What's happening around here today?
Cody's bored and wants to go out with Andrew.
Andrew's got a cold and can't take the dog out because it's too breezy.
The computer's making me feel rushed because it needs to go in for a service. It's got something to do with the cooling system. I'm putting it off because I need to do my 30 days. It seems to be okay if I don't leave it on for too long (no going back and forth to it all day) and blast it with my 20 year old Breezemaster the whole time. Breezy outside, breezy inside :o). Andrew had to vacate the room because it was too breezy.
I've got a House & Garden magazine looking at me from across the table. I'm a sucker for a good home decorating magazine.
Andrew's just gone downstairs to do something on his car and Cody's run around the front to see if he can help.
My cross stitch is coming along slowly. I haven't done much over the last week. I've done all the floating-in-the-air bits now though (took lots of checking and re-checking to get them in the right spots), so the rest'll be easier.
I'm feeling chilly.
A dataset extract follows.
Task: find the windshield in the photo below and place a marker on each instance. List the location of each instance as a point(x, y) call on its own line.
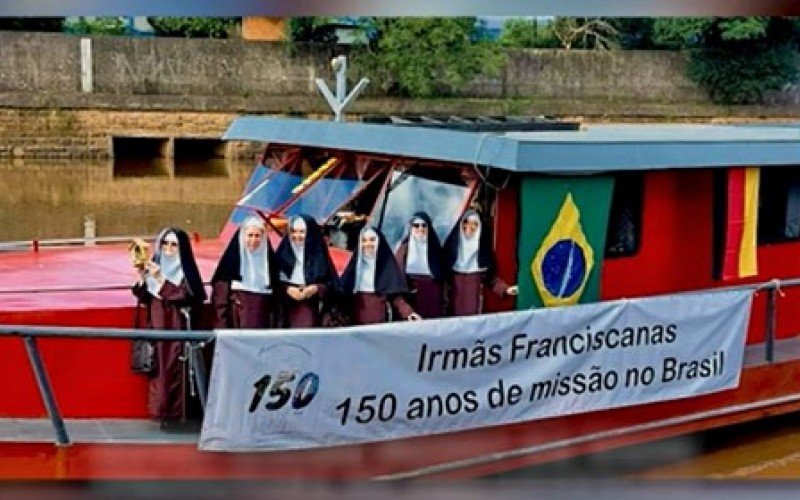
point(269, 191)
point(409, 193)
I need another layer on. I've showered and changed, but I've still got my dressing gown on. It keeps my legs warm!
I wonder if we'll get to go out this weekend. I'm not really keen on taking Andrew out if it's breezy - but we might be able to go for a drive for a look-see around the place. Just a quick jaunt would suffice.
Warning - the following might be too much information for some.
I can feel my monthlys coming on. You know that sickly, bit unsettled, yucky feeling? Yeah, don't like it. I was really mad with my period a few months ago (the fact that I was still getting it and it had served me no purpose whatsoever!), but then someone told me that she used to bleed three weeks out of four and I quickly changed my tune. Three weeks out of four - my goodness, isn't that awful?
Later I reflected on my own cycle and all of a sudden I saw it for the miracle it really was. It's amazing how it comes regularly every month like clockwork, does what it's supposed to and then finishes. And it really does have a purpose. That full purpose hasn't been put to good use for me, but that doesn't mean it's not good. My body's doing what it's supposed to; how can I complain about that? I still don't like it - the sickly, yucky feeling and the pain - but it's soon over and all's well.
Yeah, I don't know. Too much information? I don't think so. It's been part of the journey for me.
It's easy to get mad at everything when you're grappling with things....
...it's amazing how a bit of perspective can sort things out, don't you think?